Ranking of hospital quality not 100% accurate
NEW YORK |
NEW YORK (Reuters Health) - Rankings of the top 50 "America's Best Hospitals" for heart care and heart surgery by the US News and World Report are for the most part in line with outcomes of patients.
However, according to a study published in the Archives of Internal Medicine Monday, they are not 100 percent accurate.

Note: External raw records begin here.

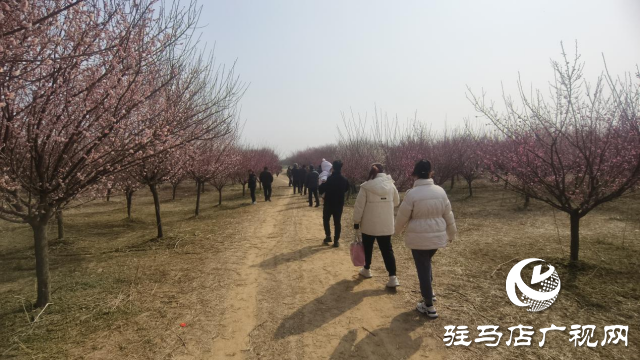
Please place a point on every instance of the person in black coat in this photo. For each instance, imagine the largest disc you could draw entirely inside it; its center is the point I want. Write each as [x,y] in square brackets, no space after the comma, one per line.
[266,179]
[295,177]
[252,182]
[334,189]
[303,178]
[312,185]
[289,176]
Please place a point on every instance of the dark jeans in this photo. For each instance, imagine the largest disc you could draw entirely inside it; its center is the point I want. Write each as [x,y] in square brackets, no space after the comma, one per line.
[267,192]
[384,243]
[422,259]
[311,193]
[327,213]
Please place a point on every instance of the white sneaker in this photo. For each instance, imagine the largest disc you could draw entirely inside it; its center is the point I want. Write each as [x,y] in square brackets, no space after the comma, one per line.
[393,282]
[365,273]
[430,311]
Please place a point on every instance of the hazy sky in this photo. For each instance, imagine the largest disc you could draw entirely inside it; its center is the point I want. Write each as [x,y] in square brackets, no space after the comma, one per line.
[308,61]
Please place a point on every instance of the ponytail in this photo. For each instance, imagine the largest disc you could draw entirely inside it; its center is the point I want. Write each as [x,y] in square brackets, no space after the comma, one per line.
[376,169]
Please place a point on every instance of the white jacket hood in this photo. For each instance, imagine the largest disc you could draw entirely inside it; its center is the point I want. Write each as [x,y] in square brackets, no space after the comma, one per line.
[380,186]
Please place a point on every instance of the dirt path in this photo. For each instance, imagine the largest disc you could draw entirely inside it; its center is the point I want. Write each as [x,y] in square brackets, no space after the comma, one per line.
[294,298]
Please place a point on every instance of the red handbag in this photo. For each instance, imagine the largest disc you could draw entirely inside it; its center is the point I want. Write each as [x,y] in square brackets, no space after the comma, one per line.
[357,251]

"The U.S. News & World Report ranking, which includes many of the nation's most prestigious hospitals, did identify a group of hospitals that was much more likely than non-ranked hospitals to have superb performance on 30-day mortality after acute myocardial infarction," Dr. Harlan M. Krumholz and his colleagues report. "However, our study also revealed that not all ranked hospitals had outstanding performance and that many non-ranked hospitals performed well."
The magazine's rankings for 2003 were based on three equally weighted measures: in-hospital death rates for cardiovascular conditions, reputation among surveyed cardiologists, and hospital infrastructure.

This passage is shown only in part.